Balconi di apprezzabile profondità computabili nelle distanze tra edifici (Cass. civ. Sez. II n. 9036 del 05.04.2025)

Principi di diritto (Massima)
In tema di distanze legali fra edifici, rientrano nella categoria degli sporti, non computabili ai fini delle distanze, soltanto gli elementi con funzione meramente ornamentale, di rifinitura o accessoria, come le mensole, le lesene, i cornicioni, le canalizzazioni di gronda e simili. Costituiscono invece corpi di fabbrica, computabili ai predetti fini, le sporgenze degli edifici aventi particolari proporzioni, come i balconi, ossia le solette aggettanti anche se scoperte, di apprezzabile profondità ed ampiezza. Ne consegue che un balcone di profondità pari a metri 1,39 non può svolgere una funzione meramente ornamentale e deve essere considerato nel calcolo delle distanze. La terrazza a livello, che già prima dei lavori assolveva alla funzione di copertura con accesso e parapetto, non può invece qualificarsi come nuova costruzione per il solo fatto dell’apertura di un varco.

Il Fatto

I proprietari di un immobile hanno citato in giudizio il vicino per far accertare le violazioni commesse nella sopraelevazione del fabbricato confinante e ottenere la condanna all’eliminazione delle opere pregiudizievoli, oltre al risarcimento dei danni. La domanda è stata poi precisata con rinuncia nei confronti di uno dei convenuti. Il convenuto resisteva proponendo domanda riconvenzionale di arretramento del muro di confine, chiedendo l’indennità per l’occupazione abusiva del terreno.

Il Tribunale di Nola ha rigettato la domanda principale e accolto quella riconvenzionale, accertando lo sconfinamento del muro.
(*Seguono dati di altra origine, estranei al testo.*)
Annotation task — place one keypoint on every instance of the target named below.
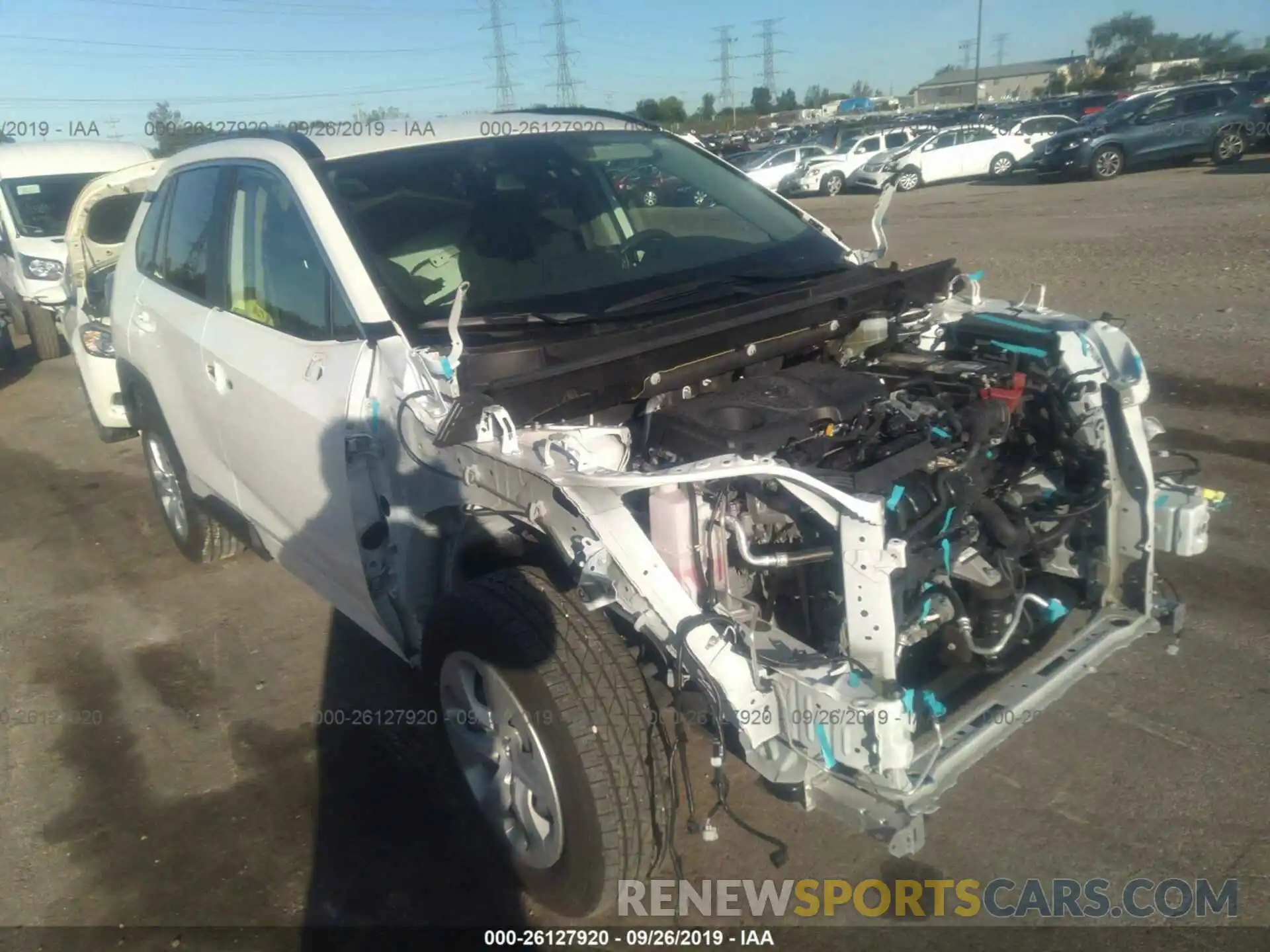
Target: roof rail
(308, 149)
(589, 111)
La Corte d’Appello di Napoli ha confermato la decisione, escludendo dal computo delle distanze i balconi e qualificando come finitura accessoria l’ampliamento della terrazza, e ha rigettato la domanda risarcitoria. I proprietari hanno proposto ricorso per cassazione con due motivi.

La Motivazione della Corte

Il primo motivo denuncia la violazione delle norme sulle distanze tra fabbricati, per avere la Corte di merito escluso dal computo i balconi e l’ampliamento della terrazza, attribuendo loro funzione solo ornamentale o pertinenziale. Il motivo è parzialmente fondato.

La Corte conferma anzitutto la decisione quanto alla terrazza. Essa non può essere considerata nuova costruzione per il solo fatto dell’apertura di un varco che l’ha trasformata in terrazza a livello, poiché l’accertamento in fatto ha stabilito che già prima dei lavori aveva la stessa funzione, essendo dotata di accesso e parapetto e non configurando un volume.

Quanto ai balconi, la Corte ravvisa invece il vizio di violazione di legge per erronea sussunzione, che ricorre quando, fermo l’accertamento in fatto del giudice di merito, si registri una errata ricognizione della fattispecie astratta, senza necessità di contestare la valutazione delle risultanze di causa (Cass. Sez. III n. 19651 del 16.07.2024).

La sentenza impugnata aveva accertato che i balconi hanno profondità di metri 1,39. Pur muovendo da un corretto richiamo alla giurisprudenza di legittimità in tema di sporti, la Corte di merito ne ha fatto erronea applicazione, non considerando che non sono computabili solo le sporgenze con funzione meramente ornamentale, mentre costituiscono corpo di fabbrica quelle di particolari proporzioni, come gli aggetti anche scoperti di apprezzabile profondità ed ampiezza, poiché destinati a estendere la consistenza del fabbricato.

La Corte enuncia il principio cui intende dare continuità, richiamando Sez. II n. 18282 del 2016 e Sez. II n. 25191 del 17.09.2021: un balcone di profondità 1,39 metri non può svolgere funzione meramente ornamentale. Il secondo motivo, relativo al rigetto della domanda risarcitoria, è dichiarato assorbito dall’accoglimento del primo. La sentenza è cassata in relazione al motivo accolto, con rinvio alla Corte d’Appello di Napoli in diversa composizione, anche per le spese di legittimità.

Nota della Redazione

Ogni decisione citata è verificata sul provvedimento originale. Quando il documento può essere legittimamente ripubblicato senza esporre dati personali, mettiamo a disposizione anche il testo integrale.